I Carabinieri del NIL (Nucleo Ispettorato del Lavoro) di Macerata hanno svolto un’articolata attività investigativa nei confronti di una società operante nel settore agricolo, le cui risultanze hanno determinato il deferimento del titolare, in concorso con un cittadino straniero con funzioni di reclutatore-intermediario. Secondo quanto emerso dalle risultanze investigative condivise dall’A.G., i due erano dediti all’intermediazione illecita di manodopera e relativo sfruttamento in violazione dell’art. 603 bis C.P., commesso nei confronti di sei cittadini extracomunitari.
Le indagini, coordinate dalla Procura della Repubblica di Macerata, hanno consentito di rilevare la presenza di un sodalizio composto da un italiano e un pakistano finalizzato al reclutamento e all’utilizzo di manodopera da impiegare, nel settore agricolo, nella provincia di Macerata, mediante lo sfruttamento degli stessi reclutati a basso costo, presso i centri di accoglienza della provincia di Macerata.

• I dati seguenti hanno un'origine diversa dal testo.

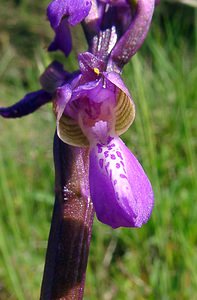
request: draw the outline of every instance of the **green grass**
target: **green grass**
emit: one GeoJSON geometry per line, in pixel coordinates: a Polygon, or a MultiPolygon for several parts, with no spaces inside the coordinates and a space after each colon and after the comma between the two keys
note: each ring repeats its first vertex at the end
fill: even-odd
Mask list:
{"type": "MultiPolygon", "coordinates": [[[[85,300],[196,299],[196,41],[195,28],[188,35],[191,24],[180,18],[178,10],[160,30],[156,16],[146,45],[123,72],[137,108],[123,138],[152,182],[153,215],[141,229],[112,230],[95,219],[85,300]]],[[[36,90],[50,61],[39,45],[33,60],[24,60],[7,43],[0,59],[2,105],[36,90]]],[[[1,300],[38,299],[53,208],[54,129],[50,105],[23,119],[0,120],[1,300]]]]}

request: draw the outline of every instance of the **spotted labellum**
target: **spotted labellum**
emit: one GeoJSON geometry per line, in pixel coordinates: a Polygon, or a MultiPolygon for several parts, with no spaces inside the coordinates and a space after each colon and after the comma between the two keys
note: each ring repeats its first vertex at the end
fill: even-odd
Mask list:
{"type": "Polygon", "coordinates": [[[141,227],[153,208],[149,179],[120,139],[135,118],[123,66],[141,47],[155,0],[54,0],[47,16],[55,37],[49,51],[72,51],[71,27],[81,23],[88,49],[78,54],[73,73],[53,62],[40,77],[42,88],[13,106],[5,118],[32,113],[53,103],[58,137],[89,149],[89,189],[98,219],[113,227],[141,227]]]}

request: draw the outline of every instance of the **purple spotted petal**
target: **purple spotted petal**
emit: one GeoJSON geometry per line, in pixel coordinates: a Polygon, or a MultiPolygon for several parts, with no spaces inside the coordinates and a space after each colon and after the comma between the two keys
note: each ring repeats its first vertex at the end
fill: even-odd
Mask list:
{"type": "Polygon", "coordinates": [[[141,227],[153,208],[151,184],[120,138],[90,151],[90,192],[98,219],[113,228],[141,227]]]}
{"type": "Polygon", "coordinates": [[[50,102],[51,98],[51,94],[44,90],[32,92],[12,106],[0,107],[0,115],[4,118],[20,118],[33,113],[40,106],[50,102]]]}
{"type": "Polygon", "coordinates": [[[111,59],[122,68],[141,47],[148,33],[155,0],[138,0],[134,19],[112,50],[111,59]]]}

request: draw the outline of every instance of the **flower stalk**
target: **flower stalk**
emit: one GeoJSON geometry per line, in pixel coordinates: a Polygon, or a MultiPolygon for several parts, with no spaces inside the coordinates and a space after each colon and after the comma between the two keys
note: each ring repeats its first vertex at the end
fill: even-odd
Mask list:
{"type": "Polygon", "coordinates": [[[88,149],[55,134],[55,204],[41,300],[83,298],[94,209],[88,185],[88,149]]]}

Più nel dettaglio, approfittando dello stato di bisogno di cittadini immigrati, di nazionalità pakistana e bangladese, uno degli indagati reclutava, allo scopo di destinare al lavoro presso terzi in condizioni di sfruttamento, persone in cerca di lavoro ed in condizioni di indigenza, vulnerabilità e di estremo bisogno di lavorare e/o guadagnare, per la sopravvivenza propria e dei nuclei famigliari nel paese di origine, ovvero per avere un contratto di lavoro in grado di garantire loro l’opportunità di tentare il rinnovo del permesso di soggiorno. Dall’attività investigativa emergeva che 6 cittadini extracomunitari, per la maggior parte richiedenti asilo, erano impiegati in condizioni di sfruttamento lavorativo. L’impiego fornito dal reclutatore costituiva per le vittime di sfruttamento l’unica possibilità di lavoro e pertanto l’unica fonte di sostentamento, ingannati anche dalla promessa di un salario di fatto mai percepito.
Le indagini consentivano di far emergere le condotte illecite degli indagati che, approfittando dello stato di bisogno e della situazione di vulnerabilità dei lavoratori, che non venivano retribuiti o che comunque ricevevano una retribuzione inadeguata e palesemente inferiore rispetto a quella contemplata dai contratti collettivi regionali e nazionali, limitandosi alla mera assunzione formale per un impiego di 6,50 ore a fronte di 10-12 ore giornaliere prestate, peraltro in totale assenza del rispetto delle norme di riferimento in materia di salute e sicurezza sui luoghi di lavoro.
Il Comando Carabinieri per la Tutela del Lavoro e il Comando Provinciale di Macerata in sinergia con l’Ispettorato Territoriale del Lavoro di Macerata, prosegue nei controlli per tutelare i lavoratori, contrastando lo sfruttamento di manodopera.